(MEDIA GENERAL) – On Jan. 23, 1933, Congress passed the 20th Amendment to the U.S. Constitution, which moved the president-elect’s Inauguration Day from March 4 to January 20.
The answer is fairly simple and found in the Amendment’s nickname: The “Lame Duck Amendment.”
The 20th Amendment was crafted to cut down the time “lame duck” lawmakers held office following Election Day. Lame duck lawmakers are those that lost re-election or chose to step down from their post following their term. However, during the period of time between Election Day and Inauguration Day, lame duck lawmakers still hold their authority.
Two notable times in history, this “lame duck” period proved problematic for the country.
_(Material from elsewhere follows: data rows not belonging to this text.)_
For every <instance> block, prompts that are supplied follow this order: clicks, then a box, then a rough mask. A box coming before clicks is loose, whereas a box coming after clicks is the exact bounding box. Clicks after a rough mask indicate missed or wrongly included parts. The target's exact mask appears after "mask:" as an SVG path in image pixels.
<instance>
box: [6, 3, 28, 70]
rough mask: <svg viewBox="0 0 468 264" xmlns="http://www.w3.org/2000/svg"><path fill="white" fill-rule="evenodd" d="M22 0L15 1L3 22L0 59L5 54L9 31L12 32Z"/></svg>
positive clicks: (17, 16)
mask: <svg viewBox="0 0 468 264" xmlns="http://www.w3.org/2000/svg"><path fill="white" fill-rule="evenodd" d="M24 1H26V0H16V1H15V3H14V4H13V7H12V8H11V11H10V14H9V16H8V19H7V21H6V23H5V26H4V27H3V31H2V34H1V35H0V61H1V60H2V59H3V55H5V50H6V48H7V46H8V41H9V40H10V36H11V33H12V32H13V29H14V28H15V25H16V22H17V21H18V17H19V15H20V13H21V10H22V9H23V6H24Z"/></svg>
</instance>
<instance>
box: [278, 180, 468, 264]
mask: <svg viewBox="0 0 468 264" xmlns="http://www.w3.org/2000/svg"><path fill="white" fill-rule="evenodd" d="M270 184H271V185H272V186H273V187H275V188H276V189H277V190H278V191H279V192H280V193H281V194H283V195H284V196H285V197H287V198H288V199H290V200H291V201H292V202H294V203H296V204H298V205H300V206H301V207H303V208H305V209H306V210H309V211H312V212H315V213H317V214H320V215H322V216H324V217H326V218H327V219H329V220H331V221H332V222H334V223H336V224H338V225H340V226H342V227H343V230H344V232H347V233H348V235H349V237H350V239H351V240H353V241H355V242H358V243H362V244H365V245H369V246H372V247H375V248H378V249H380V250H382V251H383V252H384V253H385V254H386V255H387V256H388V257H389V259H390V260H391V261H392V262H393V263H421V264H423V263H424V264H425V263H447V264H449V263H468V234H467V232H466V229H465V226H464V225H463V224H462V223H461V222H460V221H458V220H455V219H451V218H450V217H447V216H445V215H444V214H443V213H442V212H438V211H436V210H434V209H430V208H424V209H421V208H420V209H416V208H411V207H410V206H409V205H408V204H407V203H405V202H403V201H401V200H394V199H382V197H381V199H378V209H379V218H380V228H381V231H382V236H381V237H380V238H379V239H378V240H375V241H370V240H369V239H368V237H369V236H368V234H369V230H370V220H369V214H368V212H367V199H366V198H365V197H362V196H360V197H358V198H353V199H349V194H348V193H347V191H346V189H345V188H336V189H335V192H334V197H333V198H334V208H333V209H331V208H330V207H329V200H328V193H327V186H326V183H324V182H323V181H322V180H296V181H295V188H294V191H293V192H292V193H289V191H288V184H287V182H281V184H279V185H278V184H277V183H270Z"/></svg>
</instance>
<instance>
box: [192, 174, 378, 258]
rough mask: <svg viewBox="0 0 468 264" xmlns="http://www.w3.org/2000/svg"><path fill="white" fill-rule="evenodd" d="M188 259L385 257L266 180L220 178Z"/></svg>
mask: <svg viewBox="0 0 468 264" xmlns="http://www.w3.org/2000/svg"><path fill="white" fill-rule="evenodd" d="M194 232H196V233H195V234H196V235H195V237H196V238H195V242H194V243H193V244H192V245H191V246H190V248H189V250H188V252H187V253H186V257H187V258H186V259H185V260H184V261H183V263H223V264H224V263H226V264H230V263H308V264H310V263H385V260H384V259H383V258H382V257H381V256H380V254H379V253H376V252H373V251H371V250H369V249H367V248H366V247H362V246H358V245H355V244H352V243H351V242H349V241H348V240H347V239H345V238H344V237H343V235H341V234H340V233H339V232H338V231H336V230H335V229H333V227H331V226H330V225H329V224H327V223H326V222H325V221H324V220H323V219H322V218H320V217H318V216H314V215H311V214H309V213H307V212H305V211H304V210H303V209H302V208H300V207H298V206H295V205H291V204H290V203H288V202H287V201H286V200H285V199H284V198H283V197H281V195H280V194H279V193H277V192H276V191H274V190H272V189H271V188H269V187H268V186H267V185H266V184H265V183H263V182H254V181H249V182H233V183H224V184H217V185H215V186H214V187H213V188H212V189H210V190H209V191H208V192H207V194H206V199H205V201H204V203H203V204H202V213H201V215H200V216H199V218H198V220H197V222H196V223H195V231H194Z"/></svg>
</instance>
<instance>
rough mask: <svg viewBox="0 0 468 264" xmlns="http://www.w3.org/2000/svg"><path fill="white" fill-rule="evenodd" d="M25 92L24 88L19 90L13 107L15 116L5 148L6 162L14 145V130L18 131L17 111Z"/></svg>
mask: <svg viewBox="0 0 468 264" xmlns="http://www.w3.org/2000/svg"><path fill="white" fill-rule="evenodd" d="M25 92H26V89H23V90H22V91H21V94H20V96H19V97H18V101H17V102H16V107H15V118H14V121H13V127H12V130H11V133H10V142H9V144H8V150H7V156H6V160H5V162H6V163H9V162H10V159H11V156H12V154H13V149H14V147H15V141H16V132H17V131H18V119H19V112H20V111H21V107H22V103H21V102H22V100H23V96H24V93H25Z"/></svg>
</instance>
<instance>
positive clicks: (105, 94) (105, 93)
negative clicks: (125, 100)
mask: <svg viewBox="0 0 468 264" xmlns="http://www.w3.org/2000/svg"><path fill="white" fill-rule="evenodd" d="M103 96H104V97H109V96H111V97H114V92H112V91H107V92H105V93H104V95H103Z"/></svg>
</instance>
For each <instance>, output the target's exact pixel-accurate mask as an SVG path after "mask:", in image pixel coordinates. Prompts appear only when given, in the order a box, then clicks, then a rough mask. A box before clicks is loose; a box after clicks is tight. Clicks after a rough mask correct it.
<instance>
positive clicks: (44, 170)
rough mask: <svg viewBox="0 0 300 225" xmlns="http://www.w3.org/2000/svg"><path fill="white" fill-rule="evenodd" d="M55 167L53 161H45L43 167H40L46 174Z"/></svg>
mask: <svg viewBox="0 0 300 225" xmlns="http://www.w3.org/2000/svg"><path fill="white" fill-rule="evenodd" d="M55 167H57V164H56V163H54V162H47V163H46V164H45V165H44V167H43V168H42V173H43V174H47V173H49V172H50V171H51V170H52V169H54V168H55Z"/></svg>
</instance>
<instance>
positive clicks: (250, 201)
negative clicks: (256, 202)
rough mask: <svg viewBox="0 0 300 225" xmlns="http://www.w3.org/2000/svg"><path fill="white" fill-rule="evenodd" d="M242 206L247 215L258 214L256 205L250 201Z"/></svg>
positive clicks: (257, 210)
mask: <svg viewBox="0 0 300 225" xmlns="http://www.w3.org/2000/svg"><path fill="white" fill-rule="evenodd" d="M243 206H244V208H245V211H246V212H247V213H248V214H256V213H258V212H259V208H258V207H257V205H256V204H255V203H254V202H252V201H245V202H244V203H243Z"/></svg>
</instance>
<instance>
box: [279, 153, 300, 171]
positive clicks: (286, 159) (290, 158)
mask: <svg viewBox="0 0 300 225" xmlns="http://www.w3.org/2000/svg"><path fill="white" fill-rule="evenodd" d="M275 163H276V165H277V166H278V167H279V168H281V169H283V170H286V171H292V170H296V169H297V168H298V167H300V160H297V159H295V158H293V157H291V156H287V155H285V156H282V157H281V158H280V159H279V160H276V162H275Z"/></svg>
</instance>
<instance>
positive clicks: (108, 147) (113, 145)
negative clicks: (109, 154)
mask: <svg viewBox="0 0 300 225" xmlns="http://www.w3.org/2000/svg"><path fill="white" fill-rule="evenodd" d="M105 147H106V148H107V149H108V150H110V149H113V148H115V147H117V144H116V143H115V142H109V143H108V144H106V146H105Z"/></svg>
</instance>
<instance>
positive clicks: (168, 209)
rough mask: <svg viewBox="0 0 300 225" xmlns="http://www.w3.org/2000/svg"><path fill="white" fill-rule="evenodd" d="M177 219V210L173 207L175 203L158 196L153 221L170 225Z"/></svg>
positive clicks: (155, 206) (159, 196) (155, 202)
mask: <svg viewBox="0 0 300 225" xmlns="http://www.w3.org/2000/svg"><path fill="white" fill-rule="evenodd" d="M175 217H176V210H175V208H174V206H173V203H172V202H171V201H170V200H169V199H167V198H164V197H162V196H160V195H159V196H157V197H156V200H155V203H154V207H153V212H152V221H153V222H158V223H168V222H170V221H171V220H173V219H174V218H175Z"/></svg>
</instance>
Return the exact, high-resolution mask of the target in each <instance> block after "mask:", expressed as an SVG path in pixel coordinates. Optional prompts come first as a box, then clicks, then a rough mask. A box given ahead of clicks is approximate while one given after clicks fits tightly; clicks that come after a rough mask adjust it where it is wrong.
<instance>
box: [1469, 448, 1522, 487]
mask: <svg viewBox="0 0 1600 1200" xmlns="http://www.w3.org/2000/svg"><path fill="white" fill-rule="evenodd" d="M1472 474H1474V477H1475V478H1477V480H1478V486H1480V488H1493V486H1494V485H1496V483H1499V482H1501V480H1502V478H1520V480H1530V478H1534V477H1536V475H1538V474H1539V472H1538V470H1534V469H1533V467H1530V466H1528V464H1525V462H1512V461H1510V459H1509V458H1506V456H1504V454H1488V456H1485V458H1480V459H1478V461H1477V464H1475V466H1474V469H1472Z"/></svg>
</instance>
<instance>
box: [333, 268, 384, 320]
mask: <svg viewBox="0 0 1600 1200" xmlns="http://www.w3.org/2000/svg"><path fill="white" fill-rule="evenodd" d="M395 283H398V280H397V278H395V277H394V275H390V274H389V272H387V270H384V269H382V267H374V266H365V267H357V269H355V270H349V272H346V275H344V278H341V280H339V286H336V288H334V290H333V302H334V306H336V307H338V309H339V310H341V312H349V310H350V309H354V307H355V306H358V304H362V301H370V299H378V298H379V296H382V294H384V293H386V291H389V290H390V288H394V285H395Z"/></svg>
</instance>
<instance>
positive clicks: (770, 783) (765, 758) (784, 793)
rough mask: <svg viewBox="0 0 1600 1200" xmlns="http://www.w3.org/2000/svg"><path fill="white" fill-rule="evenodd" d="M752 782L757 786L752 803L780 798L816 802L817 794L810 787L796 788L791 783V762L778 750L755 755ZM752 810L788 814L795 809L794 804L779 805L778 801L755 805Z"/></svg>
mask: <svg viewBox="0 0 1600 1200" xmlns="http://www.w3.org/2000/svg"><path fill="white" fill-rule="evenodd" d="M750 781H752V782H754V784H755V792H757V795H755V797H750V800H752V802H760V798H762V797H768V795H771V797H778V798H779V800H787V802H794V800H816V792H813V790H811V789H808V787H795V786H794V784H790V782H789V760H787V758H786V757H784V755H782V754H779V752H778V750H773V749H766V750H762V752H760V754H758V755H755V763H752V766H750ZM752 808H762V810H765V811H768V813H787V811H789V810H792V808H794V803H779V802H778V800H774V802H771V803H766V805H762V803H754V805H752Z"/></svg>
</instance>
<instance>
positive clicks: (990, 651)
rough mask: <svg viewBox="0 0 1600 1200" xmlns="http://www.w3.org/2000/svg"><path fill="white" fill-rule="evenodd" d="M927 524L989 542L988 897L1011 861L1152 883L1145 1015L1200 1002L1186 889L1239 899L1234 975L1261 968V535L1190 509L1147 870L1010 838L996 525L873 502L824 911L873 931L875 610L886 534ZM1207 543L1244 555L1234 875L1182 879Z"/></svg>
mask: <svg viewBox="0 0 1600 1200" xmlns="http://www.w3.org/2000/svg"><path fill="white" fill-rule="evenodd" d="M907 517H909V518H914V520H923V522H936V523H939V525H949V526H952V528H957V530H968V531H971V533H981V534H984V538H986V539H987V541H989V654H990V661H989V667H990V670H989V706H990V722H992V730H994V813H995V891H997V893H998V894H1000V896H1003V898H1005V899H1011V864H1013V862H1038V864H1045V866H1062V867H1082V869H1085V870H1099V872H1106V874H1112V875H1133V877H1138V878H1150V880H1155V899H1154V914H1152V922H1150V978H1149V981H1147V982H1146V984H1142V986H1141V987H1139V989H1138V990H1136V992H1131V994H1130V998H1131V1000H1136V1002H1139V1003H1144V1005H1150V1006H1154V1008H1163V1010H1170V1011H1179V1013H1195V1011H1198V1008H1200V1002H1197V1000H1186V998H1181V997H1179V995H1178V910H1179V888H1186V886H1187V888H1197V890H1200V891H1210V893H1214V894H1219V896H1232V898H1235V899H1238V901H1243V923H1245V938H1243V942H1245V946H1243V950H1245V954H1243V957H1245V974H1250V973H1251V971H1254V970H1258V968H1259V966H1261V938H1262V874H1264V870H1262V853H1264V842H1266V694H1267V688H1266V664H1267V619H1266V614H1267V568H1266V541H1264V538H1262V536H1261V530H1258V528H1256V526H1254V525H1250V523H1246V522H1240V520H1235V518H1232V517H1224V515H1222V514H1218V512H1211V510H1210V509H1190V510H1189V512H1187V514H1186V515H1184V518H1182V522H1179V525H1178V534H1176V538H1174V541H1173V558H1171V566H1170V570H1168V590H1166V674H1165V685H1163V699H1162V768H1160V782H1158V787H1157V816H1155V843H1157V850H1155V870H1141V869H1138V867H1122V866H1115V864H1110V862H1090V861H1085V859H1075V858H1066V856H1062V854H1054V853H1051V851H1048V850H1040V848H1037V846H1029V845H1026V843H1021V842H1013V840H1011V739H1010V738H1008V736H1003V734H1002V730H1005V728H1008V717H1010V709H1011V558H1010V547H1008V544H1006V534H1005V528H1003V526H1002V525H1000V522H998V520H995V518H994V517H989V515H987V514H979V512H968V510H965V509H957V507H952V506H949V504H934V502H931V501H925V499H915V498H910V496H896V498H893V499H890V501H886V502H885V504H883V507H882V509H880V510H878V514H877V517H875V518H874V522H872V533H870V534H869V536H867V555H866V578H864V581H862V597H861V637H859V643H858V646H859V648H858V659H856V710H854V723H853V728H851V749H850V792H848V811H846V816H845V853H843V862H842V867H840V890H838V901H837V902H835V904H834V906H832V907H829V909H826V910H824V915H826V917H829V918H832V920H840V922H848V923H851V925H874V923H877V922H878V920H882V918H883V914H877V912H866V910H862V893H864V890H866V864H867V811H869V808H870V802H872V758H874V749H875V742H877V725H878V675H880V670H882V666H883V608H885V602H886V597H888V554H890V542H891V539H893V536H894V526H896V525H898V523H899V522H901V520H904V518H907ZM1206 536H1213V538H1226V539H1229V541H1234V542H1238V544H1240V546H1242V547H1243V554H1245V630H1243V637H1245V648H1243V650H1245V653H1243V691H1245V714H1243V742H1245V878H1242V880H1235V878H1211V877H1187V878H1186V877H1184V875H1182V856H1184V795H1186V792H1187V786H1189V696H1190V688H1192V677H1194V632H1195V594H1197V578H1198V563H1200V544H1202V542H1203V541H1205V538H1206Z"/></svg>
The nation already was near a tipping point prior to the 1860 election as the North and South split over abolishing slavery. When Lincoln was announced the winner, Southern states quickly moved to build up armories and planned to secede from the Union. Days ticked by as the South worked on their secession plan while Lincoln waited to take office. Lincoln was sworn in on March 4, and by April, the Civil War was underway. Many historians credit the lame duck period as a culprit for the start of the war.
Congress did not act on the lame duck period until it struck again during The Great Depression. With the depression raging on, lawmakers sat in a stalemate, unable to compromise between outgoing President Herbert Hoover and the new direction established by President-elect Franklin Delano Roosevelt. New reforms could have been passed sooner if not for the lame duck period.
There’s a need for a gap between Election Day and Inauguration Day; votes need to be counted — and in some cases, recounted. And officials need time to put together to build their teams. But in 1933 Congress decided to tighten the lame duck period.
The Amendment kicked in following the next election, moving the president’s inauguration from March 4 to January 20, and moving the start of Congressional lawmakers’ terms from March 4 to January 4.